ANYbotics has launched Data Navigator, an asset management platform for its four-legged inspection robot, ANYmal. The platform centralizes asset condition data, such as thermal, acoustic, visual and gas readings, to simplify asset health assessments and provide trend monitoring for preventive maintenance. Data Navigator’s intuitive interface requires no specialized robotics expertise. It can integrate seamlessly with existing IT infrastructure and can integrate with enterprise systems like SAP and IBM.
Sustainable energy company Equans manufactures, installs and offers maintenance services for offshore wind substations, and the company is integrating ANYmal into its maintenance service solution. The aim is to avoid the need for dispatching a crew transfer vessel to conduct inspections. This can be a costly process often delayed by poor weather conditions, and typically over 70% of turbine alarms are false positives, unnecessarily triggering offshore interventions.
Permanently stationed on the platforms, ANYmal carries out autonomous inspections around the clock. Its inspection capabilities include temperature monitoring of key components to help prevent overheating; visual checks to identify structural issues like corrosion or cracks; gas and environmental readings to ensure compliance and leak detection and acoustic sensing to identify early signs of mechanical failure through subtle sound patterns. With ANYmal’s teleoperation functionality, onshore teams can remotely verify alarms in real-time.
ANYbotics has now launched a gas leak and presence detection solution that can be fitted on ANYmal. The system integrates advanced, modular gas detectors with 360° acoustic imaging to precisely pinpoint leak sources and simultaneously measure ambient gas concentrations. The acoustic imaging camera can detect a wide array of common industrial gas leaks, such as steam, compressed air, vacuum, toxic gases and hydrocarbons. It can also identify partial discharge events and mechanical anomalies. The system then quantifies the rate and cost of a detected loss and delivers the information directly into Data Navigator.

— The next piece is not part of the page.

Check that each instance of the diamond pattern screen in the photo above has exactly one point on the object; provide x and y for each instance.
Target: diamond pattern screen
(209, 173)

ANYmal meets the requirements of IP67, the industry standard for protection in inspection robots, which ensures it is fully dust-tight and can withstand temporary immersion in water up to one meter for 30 minutes. The certification demonstrates that sensitive components are protected from dust, moisture, corrosive substances and other contaminants, enabling reliable operation in harsh industrial environments.
Reliability is a key necessity offshore, says Ian Peerless, Commercial Director at ExRobotics. The company has already deployed its robot on an unmanned offshore platform in South East Asia for over six months. “Once you go offshore, the cost of deployment is so much higher. Reliability is the number one hurdle, but we have got to the point where our robot has been proven to operate for six months offshore without human intervention. If you can’t achieve that, then the cost of robot maintenance and repair can be prohibitive.”
The robot’s mission wasn’t programmed by someone on the platform. “The robot was put on the platform, on its charger, and everyone left the platform when the accommodation barge left. The robot was then programmed from 1,000 kilometers away in an office in Kuala Lumpur.”
Together with industry partners Taurob has been working on an offshore work class robot – the Taurob Operator, a new robot that is capable of performing heavy-duty tasks offshore. “The overall idea is to have robots take over more tasks and reduce the footprint of oil and gas platforms, making them leaner, less complex and effectively reduce the number of people on-site,” says Matthias Biegl, Managing Director of Taurob.
“The plan for the future is to have platforms that are more robot friendly in order to allow robots to operate better in challenging marine environments.”